2015年1月10日星期六

Retirement is for wimps

http://www.scmp.com/magazines/money/article/1039684/retirement-wimps


wimps /wɪmp/( person who is not strong, brave, or confident)

For example:
The challenges of life is not for wimps.
When facing a challenge of life, we are just like a wimp.

Japan's lower house passed legislation this month that would give private sector employees the right to keep working for another five years, up to 65. With the world's longest life expectancy, largest public debt and below-replacement birth rate, curbing spiralling welfare costs by keeping people in jobs longer may help defuse a pension time bomb that threatens to overturn or bankrupt governments in the developed world.

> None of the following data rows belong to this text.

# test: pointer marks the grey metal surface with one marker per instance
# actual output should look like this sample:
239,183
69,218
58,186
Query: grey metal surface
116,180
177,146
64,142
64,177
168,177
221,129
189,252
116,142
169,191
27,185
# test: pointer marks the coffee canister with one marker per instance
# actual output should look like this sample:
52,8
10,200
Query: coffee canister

curbing /kɜːb/ to control or limit something that is not wanted
spiralling /ˈspaɪə.rəl/ If costs, prices, etc. spiral, they increase faster and faster

For example:
Curbing the rise in price is the main role of the government in this conservative year.

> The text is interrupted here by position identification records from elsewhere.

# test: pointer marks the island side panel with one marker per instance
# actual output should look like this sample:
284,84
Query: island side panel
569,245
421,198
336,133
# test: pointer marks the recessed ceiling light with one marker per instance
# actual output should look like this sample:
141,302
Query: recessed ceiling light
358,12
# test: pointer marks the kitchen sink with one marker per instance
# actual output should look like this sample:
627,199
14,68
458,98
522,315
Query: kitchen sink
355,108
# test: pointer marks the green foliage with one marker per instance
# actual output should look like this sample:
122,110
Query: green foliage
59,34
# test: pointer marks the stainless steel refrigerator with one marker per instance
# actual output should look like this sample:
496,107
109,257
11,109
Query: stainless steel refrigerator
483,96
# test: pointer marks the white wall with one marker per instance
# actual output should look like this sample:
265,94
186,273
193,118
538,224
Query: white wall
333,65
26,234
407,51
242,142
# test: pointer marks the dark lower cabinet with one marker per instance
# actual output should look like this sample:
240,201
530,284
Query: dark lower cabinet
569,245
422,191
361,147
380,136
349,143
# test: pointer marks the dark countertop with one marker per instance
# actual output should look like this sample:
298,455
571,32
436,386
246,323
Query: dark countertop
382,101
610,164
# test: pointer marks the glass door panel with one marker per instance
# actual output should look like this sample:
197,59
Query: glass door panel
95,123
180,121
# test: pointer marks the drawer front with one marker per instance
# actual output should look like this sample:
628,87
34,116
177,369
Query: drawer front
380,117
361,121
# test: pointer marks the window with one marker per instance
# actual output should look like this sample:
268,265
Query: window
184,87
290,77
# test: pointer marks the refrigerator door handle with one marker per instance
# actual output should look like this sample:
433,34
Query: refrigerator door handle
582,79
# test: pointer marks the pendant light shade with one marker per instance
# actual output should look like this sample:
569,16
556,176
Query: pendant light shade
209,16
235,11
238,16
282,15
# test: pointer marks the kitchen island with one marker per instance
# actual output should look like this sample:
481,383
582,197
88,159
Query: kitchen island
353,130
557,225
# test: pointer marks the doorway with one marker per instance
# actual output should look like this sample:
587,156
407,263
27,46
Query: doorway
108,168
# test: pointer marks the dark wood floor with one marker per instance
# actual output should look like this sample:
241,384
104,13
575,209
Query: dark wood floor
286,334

Delaying the retirement age is one way Japan can plug a shortfall in pension provisions, said Martin Schulz, a senior economist at Fujitsu Research Institute in Tokyo. The deficit is a result of benefit miscalculations made in the early 1970s that led to snowballing public debt, he said.

plug  /plʌɡ/ to fill a hole with a piece of suitable material




Examples for using the above new vocabularies:

The living costs are spiralling and the poor lives in a poorer condition.

Curbing the spending on the public expenditure is the only for Greece to handle the deficit of the government.
Importing the foreign workers can plug a shortfall in the labors of construction works.